- Izin pemanfaatan limbah batu bara dari pembangkit listrik tenaga uap telah diberikan untuk 52 lokasi.
- Kandungan FABA disebut mengandung logam berat dan berbahaya bagi kesehatan masyarakat dan lingkungan.
- Pengusaha batu bara mendorong pemerintah mengeluarkan pula batu bara dari pembakaran tungku industri dari kategori berbahaya dan beracun.
Terbitnya Peraturan Pemerintah (PP) Nomor 22 Tahun 2021 tentang penyelenggaraan perlindungan dan pengelolaan lingkungan hidup menimbulkan kontroversi. Pemerintah mengeluarkan limbah batu bara hasil pembakaran pembangkit listrik tenaga uap (PLTU) dari kategori bahan berbahaya dan beracun (B3).

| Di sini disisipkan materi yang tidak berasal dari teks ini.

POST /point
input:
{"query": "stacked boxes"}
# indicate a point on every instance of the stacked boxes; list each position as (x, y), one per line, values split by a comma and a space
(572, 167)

Jenis limbah yang keluar dari kategori B3 tersebut adalah fly ash (abu terbang) dan bottom ash (abu padat) atau FABA. Para produsen batu bara menyambut positif kebijakan turunan Undang-Undang Omnibus Law Cipta Kerja itu. Limbah pembangkit kini dapat diolah untuk bahan konstruksi bangunan dan jalan.
Direktur Jenderal Pengelolaan Sampah, Limbah, dan B3 Kementerian Lingkungan Hidup dan Kehutanan (KLHK) Rosa Vivien Ratnawati menyebut alasan di balik keputusan tersebut. Pertama, proses pembakaran di pembangkit menggunakan temperatur tinggi, yaitu 800 derajat Celcius. Dengan memakai batu bara kalori tinggi, pembakarannya pun menjadi sempura dan minim kandungan unburned carbon.
Selain itu, dari hasil uji karakteristik yang KLHK lakukan, FABA dari pembakaran batu bara tidak memenuhi kriteria B3. "Kalau yang pakai stoker boiler industri, suhunya rendah dan pembakarannya tidak sempurna sehingga menghasilkan limbah B3," ujarnya dalam konferensi pers, Senin (15/3).
Direktur Jenderal Ketenagalistrikan Kementerian Energi dan Sumber Daya Mineral (ESDM) Rida Mulyana mengatakan sejauh ini, izin pemanfaatan limbah FABA telah diberikan untuk 52 lokasi. Satu lokasi terdiri dari beberapa unit PLTU.
Proses pengajuan izin pemanfaatannya berada di enam lokasi, melalui Pelayanan Terpadu Satu Pintu (PTSP) KLHK. "Ke depan kemungkinan akan semakin banyak yang mengajukan izin (pemanfaatan FABA)," ujar Rida.
Selama ini, limbah FABA hanya dibiarkan menumpuk dan menganggur. Padahal, di negara maju keberadaannya telah banyak dimanfaatkan untuk bahan baku konstruksi.
Pemanfaatakan FABA nantinya dapat dikerjasamakan dengan Kementerian Pekerjaan Umum dan Perumahan Rakyat (PUPR). “Ini yang menjadi pekerjaan jangka pendek untuk segera diselesaikan. Sudah kami bicarakan dengan teman-teman PUPR," katanya.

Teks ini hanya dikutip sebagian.